I've been asked about it because the books include werewolves who are Native. Quileute, to be precise, from the La Push reservation in Washington. Quileute is not made up, and neither is La Push. Both are real.
I read the book, quickly. Here's [a passage] that begin on page 124.
"Not really," I admitted.
"Well, there are lots of legends, some of them claiming to date back to the Flood--supposedly, the ancient Quileutes tied their canoes to the tops of the tallest trees on the mountain to survive like Noah and the ark." He smiled, to show me how little stock he put in the histories. "Another legend claims that we descended from wolves--and that the wolves are our brothers still. It's against tribal law to kill them.
"Then there are the stories about the cold ones." His voice dropped a little lower.
"The cold ones?" I asked, not faking my intrigue now.
"Yes. There are stories of the cold ones as old as the wolf legends, and some much more recent. According to legend, my own great-grandfather knew some of them.
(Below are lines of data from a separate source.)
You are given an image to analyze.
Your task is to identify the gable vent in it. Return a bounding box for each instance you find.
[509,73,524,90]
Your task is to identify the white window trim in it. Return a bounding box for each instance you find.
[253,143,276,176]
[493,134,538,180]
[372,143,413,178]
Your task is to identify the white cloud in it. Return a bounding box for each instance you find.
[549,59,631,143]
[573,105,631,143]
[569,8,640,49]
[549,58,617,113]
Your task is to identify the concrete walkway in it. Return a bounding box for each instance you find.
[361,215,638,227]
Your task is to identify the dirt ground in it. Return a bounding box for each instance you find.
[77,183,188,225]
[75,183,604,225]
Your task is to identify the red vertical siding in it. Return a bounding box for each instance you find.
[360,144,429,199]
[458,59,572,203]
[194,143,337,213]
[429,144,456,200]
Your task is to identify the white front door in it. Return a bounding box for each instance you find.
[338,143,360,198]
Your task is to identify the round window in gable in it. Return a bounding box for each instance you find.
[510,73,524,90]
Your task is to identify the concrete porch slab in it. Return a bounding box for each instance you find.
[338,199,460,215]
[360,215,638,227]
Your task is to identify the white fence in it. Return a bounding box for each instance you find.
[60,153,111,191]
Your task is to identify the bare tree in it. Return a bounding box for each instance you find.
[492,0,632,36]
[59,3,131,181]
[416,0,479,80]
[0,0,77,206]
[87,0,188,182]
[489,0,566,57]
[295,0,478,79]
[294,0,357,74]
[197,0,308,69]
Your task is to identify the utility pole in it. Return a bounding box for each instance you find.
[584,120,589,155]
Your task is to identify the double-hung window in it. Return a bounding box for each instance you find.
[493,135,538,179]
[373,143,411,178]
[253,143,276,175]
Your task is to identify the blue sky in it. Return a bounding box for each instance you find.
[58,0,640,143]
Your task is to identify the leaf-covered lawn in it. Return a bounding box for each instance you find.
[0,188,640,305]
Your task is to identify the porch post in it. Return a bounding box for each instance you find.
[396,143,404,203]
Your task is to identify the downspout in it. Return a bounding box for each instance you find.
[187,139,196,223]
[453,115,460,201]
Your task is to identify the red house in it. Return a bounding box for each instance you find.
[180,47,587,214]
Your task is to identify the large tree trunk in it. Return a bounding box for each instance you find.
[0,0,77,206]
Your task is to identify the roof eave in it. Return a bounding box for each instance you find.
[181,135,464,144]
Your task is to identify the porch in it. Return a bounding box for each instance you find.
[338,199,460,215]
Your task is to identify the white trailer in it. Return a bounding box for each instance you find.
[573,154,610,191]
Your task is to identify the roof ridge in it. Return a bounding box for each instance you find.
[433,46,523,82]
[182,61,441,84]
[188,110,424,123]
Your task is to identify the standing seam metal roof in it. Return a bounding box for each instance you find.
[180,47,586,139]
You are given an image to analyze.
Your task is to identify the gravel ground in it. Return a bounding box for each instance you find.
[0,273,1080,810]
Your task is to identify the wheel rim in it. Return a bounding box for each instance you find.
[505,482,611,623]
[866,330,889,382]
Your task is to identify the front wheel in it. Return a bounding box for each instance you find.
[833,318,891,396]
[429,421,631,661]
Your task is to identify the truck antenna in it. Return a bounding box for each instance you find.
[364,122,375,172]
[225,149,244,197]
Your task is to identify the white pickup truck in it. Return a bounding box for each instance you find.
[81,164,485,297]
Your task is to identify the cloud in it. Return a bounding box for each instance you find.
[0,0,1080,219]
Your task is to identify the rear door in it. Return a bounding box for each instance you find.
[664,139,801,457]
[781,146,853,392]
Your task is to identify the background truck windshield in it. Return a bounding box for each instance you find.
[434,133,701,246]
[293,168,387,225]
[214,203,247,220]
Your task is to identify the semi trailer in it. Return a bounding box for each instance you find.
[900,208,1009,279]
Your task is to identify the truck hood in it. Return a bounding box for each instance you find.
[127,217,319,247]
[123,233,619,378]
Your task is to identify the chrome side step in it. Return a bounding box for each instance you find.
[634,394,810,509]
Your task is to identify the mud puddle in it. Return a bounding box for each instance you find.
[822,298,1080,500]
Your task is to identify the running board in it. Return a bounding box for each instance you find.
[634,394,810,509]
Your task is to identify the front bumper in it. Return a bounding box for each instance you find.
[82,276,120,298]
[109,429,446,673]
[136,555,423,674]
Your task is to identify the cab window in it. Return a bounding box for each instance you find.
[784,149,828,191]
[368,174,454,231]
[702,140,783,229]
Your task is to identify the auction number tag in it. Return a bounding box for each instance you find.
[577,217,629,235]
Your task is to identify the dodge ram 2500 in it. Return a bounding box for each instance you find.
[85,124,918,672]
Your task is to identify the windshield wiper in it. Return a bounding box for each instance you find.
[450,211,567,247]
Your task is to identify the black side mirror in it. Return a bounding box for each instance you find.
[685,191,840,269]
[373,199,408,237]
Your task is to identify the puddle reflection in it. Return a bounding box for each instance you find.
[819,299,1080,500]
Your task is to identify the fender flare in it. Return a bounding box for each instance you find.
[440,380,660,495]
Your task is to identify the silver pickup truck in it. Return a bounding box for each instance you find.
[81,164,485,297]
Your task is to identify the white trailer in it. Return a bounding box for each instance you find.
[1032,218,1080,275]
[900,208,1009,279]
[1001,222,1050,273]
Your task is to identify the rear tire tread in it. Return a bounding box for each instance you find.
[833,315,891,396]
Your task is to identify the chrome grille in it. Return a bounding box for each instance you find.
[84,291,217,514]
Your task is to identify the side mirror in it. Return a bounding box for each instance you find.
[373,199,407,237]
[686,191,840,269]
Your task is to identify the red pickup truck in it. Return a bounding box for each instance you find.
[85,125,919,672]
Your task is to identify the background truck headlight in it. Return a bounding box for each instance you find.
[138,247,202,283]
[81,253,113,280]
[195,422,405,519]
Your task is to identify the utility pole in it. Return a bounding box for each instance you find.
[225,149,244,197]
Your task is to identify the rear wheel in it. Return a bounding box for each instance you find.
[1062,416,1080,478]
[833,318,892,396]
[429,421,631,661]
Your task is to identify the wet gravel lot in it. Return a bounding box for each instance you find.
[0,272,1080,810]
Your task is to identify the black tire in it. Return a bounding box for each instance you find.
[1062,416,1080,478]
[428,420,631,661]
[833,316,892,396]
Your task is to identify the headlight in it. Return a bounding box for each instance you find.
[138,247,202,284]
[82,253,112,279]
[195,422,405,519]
He was the one who made the treaty that kept them off our land." He rolled his eyes.
"Your great-grandfather?" I encouraged.
"He was a tribal elder, like my father. You see, the cold ones are the natural enemies of the wolf--well, not the wolf, really, but the wolves that turn into men, like our ancestors. You would call them werewolves."
"Werewolves have enemies?"
I stared at him earnestly, hoping to disguise my impatience as admiration.
"So you see," Jacob continued, "the cold ones are traditionally our enemies. But this pack that came to our territory during my great-grandfather's time was different. They didn't hunt the way others of their kind did--they weren't supposed to be dangerous to the tribe. So my great-grandfather made a truce with them. If they would promise to stay off our lands, we wouldn't expose them to the pale-faces." He winked at me.
Comment: If this Quileuete lore is genuine, I don't necessarily blame Meyer for using it. But I wonder how much of it she made up.
For more on the subject, see The Best Indian Books.
P.S. It's "Stepenie," not Stephanie.